Are you familiar with Meltdown? How about Spectre? No, they are not a pair of James Bond movies. They are newly documented hardware vulnerabilities that have left nearly every computer processor made since 1995 exposed.
Each flaw was identified by multiple independent parties within a bizarre span of two months, even though these flaws have existed for more than two decades. Meltdown breaks the isolation between user applications and the operating system, allowing programs to access any memory on the device. With operating system patches, Apple and Android have already acted to try to mitigate the risk associated with Meltdown.
Though it is harder to exploit, Spectre is the more difficult vulnerability class to address. This type of attack breaks the isolation between applications, tricking an otherwise error-free program into mining the memory of another application. There are two variants of Spectre: #1 is a bounds check bypass and #2 is a branch target injection.
Leading manufacturers of processors like Intel, AMD, and ARM have been quick to release multiple microcode and firmware updates to try to remedy different variants of Meltdown and Spectre. Operating system and browser updates have proven effective at mitigating Spectre so far. Google, who helped first identify these vulnerabilities, has released a white paper on a software-based fix for Spectre called Retpoline, which has shown better relative performance than other attempts.
As new attack variants are identified, more updates and patches are being launched. Ultimately, the only true fix is a hardware update which will take some time to fully rollout.
So, how did we get here?
The Increasing Cybersecurity Threat to Hardware
Spectre is an indirect result of speculative execution, a process meant to expedite the execution of code by computing results out of order. This out-of-order flexibility opened the door for the possibility that malicious code could be used to trick the processor into accessing a portion of memory that it didn’t have access to. A team trying to improve the performance of its hardware accidently opened up a major security vulnerability. Should they have seen the potential tradeoff then? It did take two decades for someone to notice, so it is difficult to pass judgement.

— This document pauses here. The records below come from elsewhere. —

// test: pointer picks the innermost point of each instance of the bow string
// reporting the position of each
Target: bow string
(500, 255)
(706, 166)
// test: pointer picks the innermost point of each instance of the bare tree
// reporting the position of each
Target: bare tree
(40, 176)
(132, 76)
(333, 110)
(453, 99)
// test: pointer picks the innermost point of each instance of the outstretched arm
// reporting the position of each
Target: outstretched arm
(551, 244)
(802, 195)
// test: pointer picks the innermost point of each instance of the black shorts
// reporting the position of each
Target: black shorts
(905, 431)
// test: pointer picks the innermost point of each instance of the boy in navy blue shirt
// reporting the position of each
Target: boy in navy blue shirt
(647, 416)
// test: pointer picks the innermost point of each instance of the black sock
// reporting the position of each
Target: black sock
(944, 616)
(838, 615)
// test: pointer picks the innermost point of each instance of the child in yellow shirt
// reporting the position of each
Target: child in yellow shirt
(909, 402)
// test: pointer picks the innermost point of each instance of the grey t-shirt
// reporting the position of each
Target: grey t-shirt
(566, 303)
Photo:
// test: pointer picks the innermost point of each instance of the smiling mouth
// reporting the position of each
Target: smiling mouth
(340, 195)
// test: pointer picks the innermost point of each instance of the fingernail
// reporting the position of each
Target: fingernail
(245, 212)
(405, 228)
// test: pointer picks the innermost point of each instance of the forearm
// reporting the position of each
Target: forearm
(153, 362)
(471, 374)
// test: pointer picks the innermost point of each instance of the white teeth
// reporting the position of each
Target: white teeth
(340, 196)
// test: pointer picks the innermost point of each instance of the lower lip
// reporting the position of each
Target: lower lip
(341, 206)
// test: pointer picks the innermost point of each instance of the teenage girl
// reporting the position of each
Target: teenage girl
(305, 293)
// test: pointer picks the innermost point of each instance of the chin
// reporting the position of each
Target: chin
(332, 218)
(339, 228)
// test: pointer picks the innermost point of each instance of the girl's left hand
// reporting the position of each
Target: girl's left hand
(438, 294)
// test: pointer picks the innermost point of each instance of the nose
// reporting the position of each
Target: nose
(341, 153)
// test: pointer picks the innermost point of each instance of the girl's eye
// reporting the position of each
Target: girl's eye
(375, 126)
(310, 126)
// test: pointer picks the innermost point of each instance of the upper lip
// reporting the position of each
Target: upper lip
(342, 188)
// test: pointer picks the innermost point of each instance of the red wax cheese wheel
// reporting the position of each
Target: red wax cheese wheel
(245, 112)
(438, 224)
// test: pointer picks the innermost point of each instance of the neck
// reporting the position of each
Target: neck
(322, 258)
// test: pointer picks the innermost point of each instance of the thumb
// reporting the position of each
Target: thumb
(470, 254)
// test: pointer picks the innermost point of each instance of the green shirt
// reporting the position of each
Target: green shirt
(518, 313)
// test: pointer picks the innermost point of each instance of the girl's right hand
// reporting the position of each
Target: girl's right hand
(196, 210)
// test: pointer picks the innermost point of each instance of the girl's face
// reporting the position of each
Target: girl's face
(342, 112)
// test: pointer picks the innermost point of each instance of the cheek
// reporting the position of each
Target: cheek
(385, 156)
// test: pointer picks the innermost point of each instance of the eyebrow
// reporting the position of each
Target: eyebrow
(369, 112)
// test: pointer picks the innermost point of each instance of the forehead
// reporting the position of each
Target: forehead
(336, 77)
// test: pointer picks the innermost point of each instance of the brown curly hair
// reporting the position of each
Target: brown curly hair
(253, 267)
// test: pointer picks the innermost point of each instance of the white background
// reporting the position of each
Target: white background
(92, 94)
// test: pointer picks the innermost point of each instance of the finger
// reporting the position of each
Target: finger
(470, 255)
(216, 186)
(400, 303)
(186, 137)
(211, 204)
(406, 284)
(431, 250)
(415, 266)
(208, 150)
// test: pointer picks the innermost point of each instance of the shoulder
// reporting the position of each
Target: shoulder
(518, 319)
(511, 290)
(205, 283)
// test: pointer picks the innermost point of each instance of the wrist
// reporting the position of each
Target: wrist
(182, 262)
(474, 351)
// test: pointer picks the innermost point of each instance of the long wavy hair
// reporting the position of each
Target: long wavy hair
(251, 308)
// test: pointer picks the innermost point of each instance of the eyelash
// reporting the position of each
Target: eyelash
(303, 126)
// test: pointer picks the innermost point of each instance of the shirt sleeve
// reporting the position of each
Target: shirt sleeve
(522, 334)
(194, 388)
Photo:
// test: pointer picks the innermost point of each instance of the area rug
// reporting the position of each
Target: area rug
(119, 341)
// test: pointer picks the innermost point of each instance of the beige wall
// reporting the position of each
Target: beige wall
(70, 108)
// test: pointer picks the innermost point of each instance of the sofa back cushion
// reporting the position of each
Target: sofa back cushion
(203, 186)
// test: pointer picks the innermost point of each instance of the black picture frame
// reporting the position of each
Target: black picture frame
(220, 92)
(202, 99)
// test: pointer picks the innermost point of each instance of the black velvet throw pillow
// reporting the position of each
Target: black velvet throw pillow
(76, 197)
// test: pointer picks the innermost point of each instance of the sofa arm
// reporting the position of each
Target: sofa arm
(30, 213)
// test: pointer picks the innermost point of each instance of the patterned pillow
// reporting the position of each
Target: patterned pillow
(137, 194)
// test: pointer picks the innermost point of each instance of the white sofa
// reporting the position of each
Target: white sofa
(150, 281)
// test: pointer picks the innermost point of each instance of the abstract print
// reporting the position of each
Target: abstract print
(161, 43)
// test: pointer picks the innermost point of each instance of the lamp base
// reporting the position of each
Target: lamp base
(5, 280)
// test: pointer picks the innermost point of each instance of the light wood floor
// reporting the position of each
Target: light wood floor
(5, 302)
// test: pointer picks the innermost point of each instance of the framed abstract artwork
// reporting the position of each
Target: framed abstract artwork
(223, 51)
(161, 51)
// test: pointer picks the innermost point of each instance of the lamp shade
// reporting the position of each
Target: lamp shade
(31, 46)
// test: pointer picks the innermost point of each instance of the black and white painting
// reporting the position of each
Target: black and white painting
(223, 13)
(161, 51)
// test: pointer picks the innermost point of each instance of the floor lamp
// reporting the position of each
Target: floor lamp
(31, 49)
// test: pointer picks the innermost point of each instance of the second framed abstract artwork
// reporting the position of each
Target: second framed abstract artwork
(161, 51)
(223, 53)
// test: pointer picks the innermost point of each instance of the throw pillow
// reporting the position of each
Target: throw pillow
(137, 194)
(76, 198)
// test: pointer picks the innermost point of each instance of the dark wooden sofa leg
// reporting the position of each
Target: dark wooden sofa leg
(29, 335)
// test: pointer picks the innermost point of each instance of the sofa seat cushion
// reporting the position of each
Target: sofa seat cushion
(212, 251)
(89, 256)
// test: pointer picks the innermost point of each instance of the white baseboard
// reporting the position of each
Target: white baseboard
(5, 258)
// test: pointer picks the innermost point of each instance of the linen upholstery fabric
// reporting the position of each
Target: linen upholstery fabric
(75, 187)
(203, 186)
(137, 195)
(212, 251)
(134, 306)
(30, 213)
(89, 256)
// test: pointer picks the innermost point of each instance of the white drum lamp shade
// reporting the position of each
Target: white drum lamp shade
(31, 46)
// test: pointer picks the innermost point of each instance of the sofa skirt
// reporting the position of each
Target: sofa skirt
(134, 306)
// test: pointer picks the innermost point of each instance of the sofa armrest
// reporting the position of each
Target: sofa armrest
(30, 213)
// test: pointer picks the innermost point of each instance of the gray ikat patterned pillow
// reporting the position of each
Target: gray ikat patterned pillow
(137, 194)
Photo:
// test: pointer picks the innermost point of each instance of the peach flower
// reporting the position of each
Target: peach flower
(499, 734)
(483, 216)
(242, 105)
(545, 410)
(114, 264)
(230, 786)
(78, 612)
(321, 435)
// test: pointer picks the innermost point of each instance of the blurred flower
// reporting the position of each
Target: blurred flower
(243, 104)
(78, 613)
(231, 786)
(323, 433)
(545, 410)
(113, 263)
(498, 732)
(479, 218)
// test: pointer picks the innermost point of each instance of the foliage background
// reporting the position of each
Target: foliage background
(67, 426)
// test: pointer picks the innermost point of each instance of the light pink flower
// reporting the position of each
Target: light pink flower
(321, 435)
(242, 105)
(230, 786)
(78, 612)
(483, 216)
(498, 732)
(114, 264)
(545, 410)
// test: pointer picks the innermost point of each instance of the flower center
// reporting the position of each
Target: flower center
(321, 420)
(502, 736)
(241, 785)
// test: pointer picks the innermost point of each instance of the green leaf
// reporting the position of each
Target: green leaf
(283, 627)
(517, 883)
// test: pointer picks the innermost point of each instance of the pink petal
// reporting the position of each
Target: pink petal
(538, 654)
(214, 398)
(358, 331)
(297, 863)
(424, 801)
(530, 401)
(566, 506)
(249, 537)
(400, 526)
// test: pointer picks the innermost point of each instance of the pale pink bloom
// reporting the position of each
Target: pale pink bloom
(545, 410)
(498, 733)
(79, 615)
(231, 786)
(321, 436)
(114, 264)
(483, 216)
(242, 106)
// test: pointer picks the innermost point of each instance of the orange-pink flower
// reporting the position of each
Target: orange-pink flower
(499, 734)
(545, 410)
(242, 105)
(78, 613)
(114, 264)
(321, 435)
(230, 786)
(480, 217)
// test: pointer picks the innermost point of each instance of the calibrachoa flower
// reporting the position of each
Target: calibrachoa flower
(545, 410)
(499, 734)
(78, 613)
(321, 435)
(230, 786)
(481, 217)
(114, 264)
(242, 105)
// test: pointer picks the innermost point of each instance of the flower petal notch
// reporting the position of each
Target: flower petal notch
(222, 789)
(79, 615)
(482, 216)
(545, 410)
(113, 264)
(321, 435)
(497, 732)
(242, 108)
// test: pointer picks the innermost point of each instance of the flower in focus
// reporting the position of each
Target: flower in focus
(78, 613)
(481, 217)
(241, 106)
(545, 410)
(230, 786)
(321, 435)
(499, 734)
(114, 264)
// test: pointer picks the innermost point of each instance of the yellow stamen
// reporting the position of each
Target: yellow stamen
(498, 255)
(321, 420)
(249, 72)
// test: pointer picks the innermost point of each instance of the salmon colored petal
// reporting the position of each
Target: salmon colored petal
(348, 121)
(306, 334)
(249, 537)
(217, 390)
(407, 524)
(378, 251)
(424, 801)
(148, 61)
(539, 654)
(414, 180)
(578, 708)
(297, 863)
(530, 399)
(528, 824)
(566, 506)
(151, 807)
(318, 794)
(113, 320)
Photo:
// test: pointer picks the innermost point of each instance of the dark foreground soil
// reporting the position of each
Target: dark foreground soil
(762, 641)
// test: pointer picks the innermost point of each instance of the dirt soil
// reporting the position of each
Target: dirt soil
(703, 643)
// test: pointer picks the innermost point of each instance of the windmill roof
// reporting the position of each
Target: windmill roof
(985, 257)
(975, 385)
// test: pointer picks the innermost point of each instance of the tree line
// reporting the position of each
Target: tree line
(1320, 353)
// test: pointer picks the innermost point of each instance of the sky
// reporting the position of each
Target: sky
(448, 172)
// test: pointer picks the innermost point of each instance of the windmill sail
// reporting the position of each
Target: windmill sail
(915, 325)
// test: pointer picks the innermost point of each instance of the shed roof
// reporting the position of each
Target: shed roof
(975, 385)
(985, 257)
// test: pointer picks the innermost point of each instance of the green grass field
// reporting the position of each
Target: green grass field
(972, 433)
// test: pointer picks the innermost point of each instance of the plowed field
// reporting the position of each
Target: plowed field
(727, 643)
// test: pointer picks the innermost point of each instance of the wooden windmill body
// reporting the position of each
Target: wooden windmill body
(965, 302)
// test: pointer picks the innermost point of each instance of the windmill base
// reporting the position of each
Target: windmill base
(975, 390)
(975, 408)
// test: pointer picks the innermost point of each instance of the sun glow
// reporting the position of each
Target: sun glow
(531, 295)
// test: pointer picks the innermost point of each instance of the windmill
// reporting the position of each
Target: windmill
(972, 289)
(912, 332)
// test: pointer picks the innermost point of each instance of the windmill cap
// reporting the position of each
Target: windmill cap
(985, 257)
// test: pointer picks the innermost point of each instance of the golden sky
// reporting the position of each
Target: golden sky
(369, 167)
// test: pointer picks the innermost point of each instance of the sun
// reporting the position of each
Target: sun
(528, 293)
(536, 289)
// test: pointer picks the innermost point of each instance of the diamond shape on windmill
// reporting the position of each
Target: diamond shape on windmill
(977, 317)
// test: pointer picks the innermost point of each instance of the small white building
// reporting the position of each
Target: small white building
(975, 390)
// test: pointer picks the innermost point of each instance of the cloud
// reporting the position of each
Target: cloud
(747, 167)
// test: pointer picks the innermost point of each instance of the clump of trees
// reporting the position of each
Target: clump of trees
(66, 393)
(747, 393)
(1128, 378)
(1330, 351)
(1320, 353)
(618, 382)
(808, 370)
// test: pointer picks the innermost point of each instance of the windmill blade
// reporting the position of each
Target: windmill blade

When most people think of cybersecurity, they likely picture black hat hackers working in a dark room trying to “break into the mainframe”. In this case, the vulnerability was a hardware and design flaw, which means:
- No immediate software patch can totally fix the problem
- No amount of pure code review would have prevented a cybersecurity threat like this
- No monitoring system could have caught this security flaw
For these reasons and more, hardware security threats are becoming a bigger and bigger concern, especially for companies who are prime targets for attacks. In the Aerospace & Defense industry right now, companies are concerned that cyberattacks could actually lead to hardware flaws. By breaking into a company’s design and development systems, all a hacker needs to do is tweak specifications slightly and the result can be devastating. These counterfeit parts are especially difficult to defend against because supply chains can include hundreds of suppliers. One weak link can break the end product.
Then, how do you tackle this problem? There’s no one panacea for these challenges, but companies must take steps to improve cross-functional communication and verify quality reviews at each step of development. That means establishing an end-to-end peer review process that has the capacity to review and finalize requirements, capture changes between design documents, and mark defects in source code.
Outlining a Quality-First Process from Scratch
For most companies right now, their design, development, and testing process are disjointed. Drafts and deliverables are dispersed between excel files, word files, email threads, CAD and analysis tools, requirements management tools, and source code repositories. Which tool is actually responsible for ensuring quality? Each has quality-centric features (spell check, pull requests, etc.), but none of these are the source of truth for quality.
A designated peer review solution standardizes the reviews that are already taking place, captures audit-ready reporting and metrics, and serves as a cross-functional quality gate. A team could say that prior to a design being finalized, they want to tag-in at least one person from the security and development teams to do a review. Before a testing team finalizes a test plan, bring in the compliance team to get their feedback.
Imagining End-to-End Peer Review
It may sound like a pipedream. Your company may need to wade through the inertia that accompanies legacy systems and existing workflows to get there. Regardless of the ROI, it is a lot to configure across teams. That’s why whatever tool you choose needs to be flexible enough to match (and improve) your existing peer review process.
It’s a difficult ask. There are peer code review tools, but most can’t handle documents. There are document review tools, but they can’t handle source code.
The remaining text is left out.